The final Jack The Lad album, Jackpot, was released on United Artists in 1976. Cowe did not appear on this album, but was credited as co-arranger on two tracks. A CD reissue included his composition "See How They Run".

==Second stint in Lindisfarne (1978–1993)==

The original line-up of Lindisfarne re-formed in 1978 and scored a British Top 10 hit with "Run For Home" and a minor Top 75 entry with "Juke Box Gypsy", both written and sung by Alan Hull. Both were included on the band's reunion album Back and Fourth, which reached No.22.

Despite Lindisfarne's continuing popularity as a live act, subsequent albums such as Magic in the Air, The News, Sleepless Nights, Dance Your Life Away, C'mon Everybody, Amigos and Elvis Lives on the Moon, all of which featured Cowe, were less successful. The band did score a No.2 hit in 1990, however, with "Fog on the Tyne (Revisited)" in collaboration with footballer Paul Gascoigne.
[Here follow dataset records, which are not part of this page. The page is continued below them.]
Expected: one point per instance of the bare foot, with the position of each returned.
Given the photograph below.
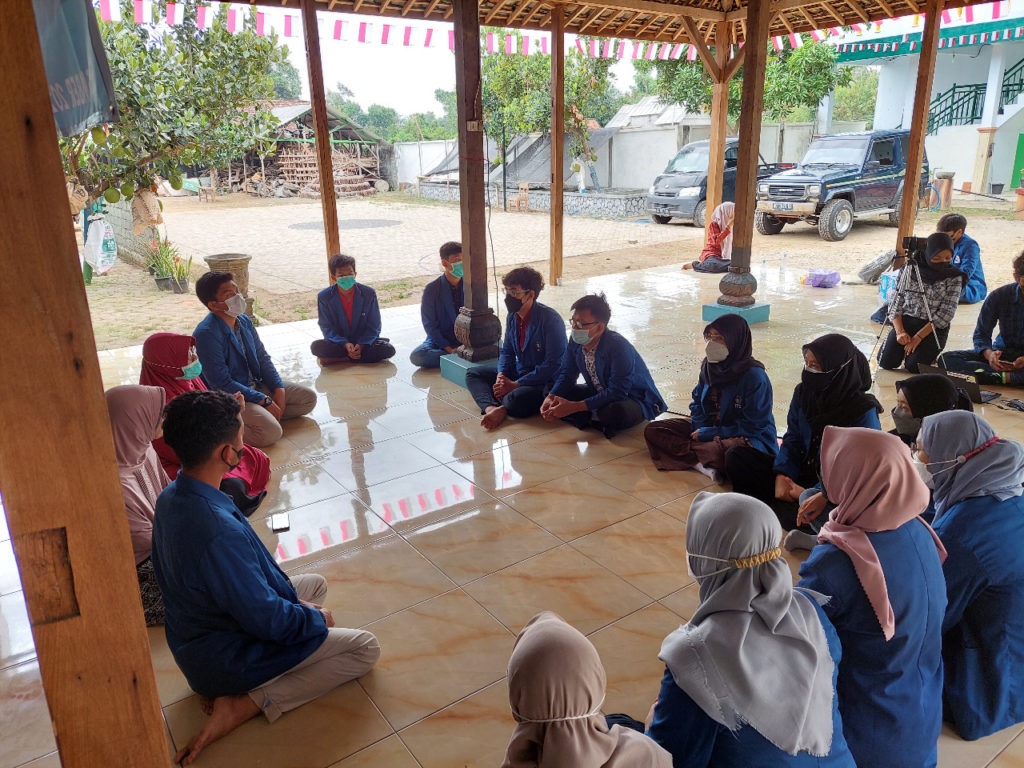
(493, 417)
(228, 713)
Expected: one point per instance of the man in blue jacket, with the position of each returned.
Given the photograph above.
(236, 361)
(247, 638)
(349, 318)
(617, 392)
(531, 352)
(441, 300)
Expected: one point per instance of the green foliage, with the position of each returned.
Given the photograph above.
(186, 97)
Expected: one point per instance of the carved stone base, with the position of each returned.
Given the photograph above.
(478, 332)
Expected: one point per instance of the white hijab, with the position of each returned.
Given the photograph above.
(755, 652)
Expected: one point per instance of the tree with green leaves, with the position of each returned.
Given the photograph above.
(187, 97)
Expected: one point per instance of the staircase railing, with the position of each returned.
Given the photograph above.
(962, 104)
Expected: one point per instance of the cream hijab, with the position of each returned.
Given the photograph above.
(556, 689)
(755, 652)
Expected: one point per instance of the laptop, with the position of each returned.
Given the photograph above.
(965, 382)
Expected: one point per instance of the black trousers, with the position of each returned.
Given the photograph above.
(892, 354)
(379, 350)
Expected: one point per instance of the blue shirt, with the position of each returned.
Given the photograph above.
(697, 741)
(233, 620)
(621, 371)
(890, 693)
(983, 632)
(235, 360)
(538, 361)
(366, 326)
(1005, 306)
(743, 411)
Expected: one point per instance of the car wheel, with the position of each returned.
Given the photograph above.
(836, 220)
(767, 224)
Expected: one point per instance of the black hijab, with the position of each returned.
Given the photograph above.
(736, 333)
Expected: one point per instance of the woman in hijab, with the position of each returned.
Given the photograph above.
(731, 431)
(923, 395)
(881, 565)
(912, 339)
(980, 519)
(556, 689)
(751, 679)
(136, 414)
(169, 360)
(717, 253)
(833, 391)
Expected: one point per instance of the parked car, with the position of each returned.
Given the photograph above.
(841, 178)
(681, 190)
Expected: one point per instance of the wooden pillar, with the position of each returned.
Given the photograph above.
(919, 121)
(57, 470)
(476, 327)
(322, 129)
(738, 285)
(557, 187)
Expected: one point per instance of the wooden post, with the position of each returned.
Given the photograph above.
(557, 141)
(476, 327)
(322, 129)
(738, 285)
(919, 121)
(57, 468)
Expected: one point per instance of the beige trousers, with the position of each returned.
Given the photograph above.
(344, 655)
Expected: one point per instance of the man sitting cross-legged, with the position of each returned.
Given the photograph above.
(531, 352)
(246, 637)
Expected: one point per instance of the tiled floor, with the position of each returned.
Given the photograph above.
(444, 540)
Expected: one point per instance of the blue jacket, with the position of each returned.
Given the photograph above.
(235, 361)
(797, 440)
(697, 741)
(438, 312)
(621, 370)
(233, 620)
(890, 693)
(744, 411)
(366, 325)
(537, 365)
(983, 632)
(967, 257)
Cowe played a variety of instruments on both Lindisfarne's and Jack The Lad's albums, including guitar, piano, keyboards, harmonium, accordion, mandolin, banjo and bouzouki.

==Later years==

Cowe left Lindisfarne in 1993 to run a microbrewery in Toronto, Canada.

He rejoined some of his former colleagues on stage at Newcastle City Hall in 2005, as part of a tribute to Alan Hull, who had died in 1995.

Cowe died on 30 September 2015 in Toronto, after a long illness.